With more than 1.5 million units sold, the Sinclair ZX81 was a fairly popular computer in the early ’80s. It was [Gert]’s first computer, so it was a natural choice for him to try to emulate. Another reason for the choice was that his mbed-VGA device could only output monochrome color, which was another characteristic of the ZX81.

[Gert] started by modifying a very lean Z80 emulator to make the compiled code run as efficiently as possible on the mbed. Then he went about getting a picture to display on the screen, then he interfaced an SD card and a keyboard to his new machine. To be true to the original, he built everything into an original ZX81 case.

This isn’t the first time we’ve seen a ZX81, but it is one of the better implementations of an emulated version of this system we’ve seen.

Thanks to [Jeroen] for the tip!

7 thoughts on “ZX81 Emulated on an mbed

    1. Given the context, it would be one of the many break out boards from different chips manufacturers embed sells.

      I would rather hear about the actual part # of the chip involved than the name of a company or product code name/trademark which have no meanings to people that can make/design their own breakout boards. In this case don’t even know the chip vendors, part# or even the board name from the write up.

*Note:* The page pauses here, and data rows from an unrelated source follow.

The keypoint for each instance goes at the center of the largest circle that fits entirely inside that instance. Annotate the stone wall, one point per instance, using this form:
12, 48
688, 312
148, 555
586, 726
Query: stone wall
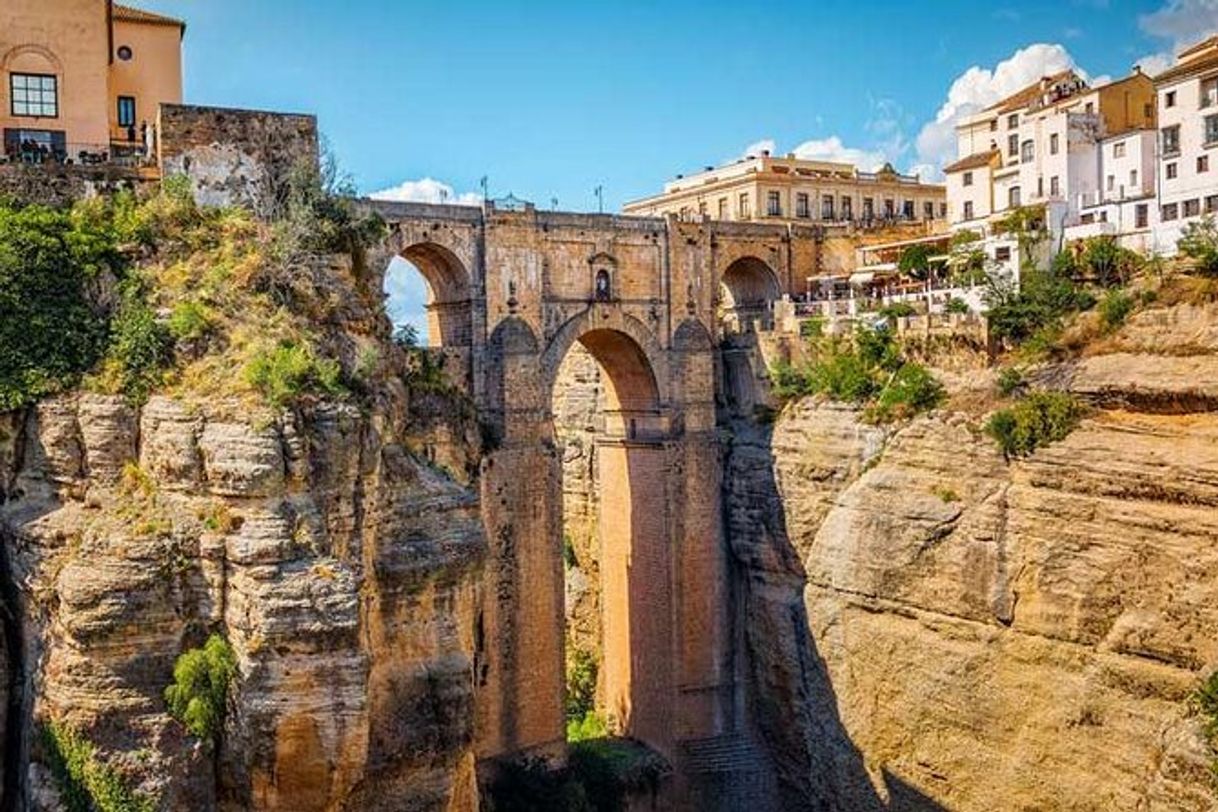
61, 185
235, 157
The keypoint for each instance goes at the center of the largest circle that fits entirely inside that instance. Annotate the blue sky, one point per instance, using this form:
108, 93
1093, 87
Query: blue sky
552, 99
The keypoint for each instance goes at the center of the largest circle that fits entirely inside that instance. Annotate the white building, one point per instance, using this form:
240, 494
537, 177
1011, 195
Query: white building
1188, 160
1055, 141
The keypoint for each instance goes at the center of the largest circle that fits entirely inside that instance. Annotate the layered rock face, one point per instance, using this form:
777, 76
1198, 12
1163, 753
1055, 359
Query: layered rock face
988, 634
340, 567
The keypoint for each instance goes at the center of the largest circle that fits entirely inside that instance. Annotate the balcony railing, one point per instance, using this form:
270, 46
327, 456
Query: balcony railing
130, 156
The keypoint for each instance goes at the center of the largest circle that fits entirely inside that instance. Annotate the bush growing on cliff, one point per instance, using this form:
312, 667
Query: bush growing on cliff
285, 373
1037, 420
870, 371
199, 694
50, 334
84, 782
1200, 244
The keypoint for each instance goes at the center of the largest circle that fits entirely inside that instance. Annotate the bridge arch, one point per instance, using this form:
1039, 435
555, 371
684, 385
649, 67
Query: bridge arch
615, 537
748, 289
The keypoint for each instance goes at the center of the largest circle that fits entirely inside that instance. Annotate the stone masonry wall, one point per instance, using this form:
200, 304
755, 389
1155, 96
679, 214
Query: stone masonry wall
235, 157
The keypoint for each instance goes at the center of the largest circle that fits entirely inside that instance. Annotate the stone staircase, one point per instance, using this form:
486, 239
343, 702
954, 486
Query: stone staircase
728, 772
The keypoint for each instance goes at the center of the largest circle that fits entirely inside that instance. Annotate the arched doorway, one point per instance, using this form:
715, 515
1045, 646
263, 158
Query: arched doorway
747, 294
609, 427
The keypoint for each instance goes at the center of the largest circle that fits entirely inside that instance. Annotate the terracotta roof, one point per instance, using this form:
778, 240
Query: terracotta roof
1196, 65
1023, 98
1200, 46
139, 16
973, 161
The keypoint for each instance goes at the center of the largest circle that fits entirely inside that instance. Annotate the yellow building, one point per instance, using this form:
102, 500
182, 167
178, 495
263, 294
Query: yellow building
771, 189
83, 79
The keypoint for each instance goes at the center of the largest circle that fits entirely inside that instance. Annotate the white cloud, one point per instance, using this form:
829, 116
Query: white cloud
1179, 22
758, 147
426, 190
832, 149
978, 88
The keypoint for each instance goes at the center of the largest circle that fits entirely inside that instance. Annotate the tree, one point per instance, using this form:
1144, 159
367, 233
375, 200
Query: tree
199, 694
1200, 244
915, 261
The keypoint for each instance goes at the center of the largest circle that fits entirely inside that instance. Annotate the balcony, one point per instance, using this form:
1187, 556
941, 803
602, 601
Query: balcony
126, 156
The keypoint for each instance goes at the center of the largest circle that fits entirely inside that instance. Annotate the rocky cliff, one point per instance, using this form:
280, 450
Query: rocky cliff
984, 633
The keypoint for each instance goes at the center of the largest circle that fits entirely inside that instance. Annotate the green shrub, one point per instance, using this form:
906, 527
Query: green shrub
199, 694
1115, 308
140, 348
898, 311
910, 390
1039, 419
581, 684
956, 306
190, 320
1200, 244
290, 370
84, 782
1010, 380
915, 261
50, 334
843, 376
813, 328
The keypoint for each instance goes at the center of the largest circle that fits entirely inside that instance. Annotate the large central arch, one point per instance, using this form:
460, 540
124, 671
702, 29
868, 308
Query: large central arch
748, 290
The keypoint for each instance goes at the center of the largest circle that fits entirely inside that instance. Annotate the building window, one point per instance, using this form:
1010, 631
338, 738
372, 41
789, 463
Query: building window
34, 94
1171, 139
127, 111
1210, 93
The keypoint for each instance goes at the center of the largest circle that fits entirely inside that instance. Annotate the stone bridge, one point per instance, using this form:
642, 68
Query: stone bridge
510, 294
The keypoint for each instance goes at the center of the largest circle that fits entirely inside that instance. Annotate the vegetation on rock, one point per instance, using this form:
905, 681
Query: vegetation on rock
199, 694
85, 783
870, 370
1037, 420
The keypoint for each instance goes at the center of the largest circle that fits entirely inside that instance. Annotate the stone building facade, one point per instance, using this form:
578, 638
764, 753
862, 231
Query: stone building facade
83, 77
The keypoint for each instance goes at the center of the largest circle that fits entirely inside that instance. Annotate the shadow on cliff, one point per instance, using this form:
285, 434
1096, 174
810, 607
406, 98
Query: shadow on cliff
789, 689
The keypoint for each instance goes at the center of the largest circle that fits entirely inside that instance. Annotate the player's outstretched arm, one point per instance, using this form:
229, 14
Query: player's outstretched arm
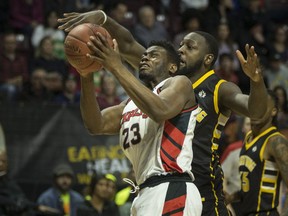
258, 93
106, 121
231, 96
278, 149
129, 48
174, 97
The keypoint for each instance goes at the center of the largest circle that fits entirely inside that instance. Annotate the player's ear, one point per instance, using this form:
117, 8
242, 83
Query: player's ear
172, 68
208, 59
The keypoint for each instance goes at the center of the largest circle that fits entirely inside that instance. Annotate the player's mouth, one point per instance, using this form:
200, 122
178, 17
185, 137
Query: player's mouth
143, 66
182, 63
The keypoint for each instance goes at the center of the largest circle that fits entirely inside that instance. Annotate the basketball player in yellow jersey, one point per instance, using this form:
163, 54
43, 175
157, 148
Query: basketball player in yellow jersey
263, 164
216, 97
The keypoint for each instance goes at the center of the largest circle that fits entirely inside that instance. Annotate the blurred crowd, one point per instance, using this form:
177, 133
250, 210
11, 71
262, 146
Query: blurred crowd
34, 68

    2. The first-gen mbed LPC1768 got Kleenex’d as “mbed” until the project regained geek cred for open sourcing the environment and adding other vendors besides NXP. NXP has a couple of other mbed boards called “mbed something-something”. Everything else is “mbed enabled” but doesn’t have “mbed” in the name.

      Outside of that, I don’t see how this is any more confusing than the overloading of the “Arduino” name.

  1. Lots of nice pictures, but no details at all about how any of it was done. Even the comment about starting with a “lean z80” emulator doesn’t tell you which one. I’d like to see more details and his code. Otherwise it is a “gee, that’s nice” sort of hack.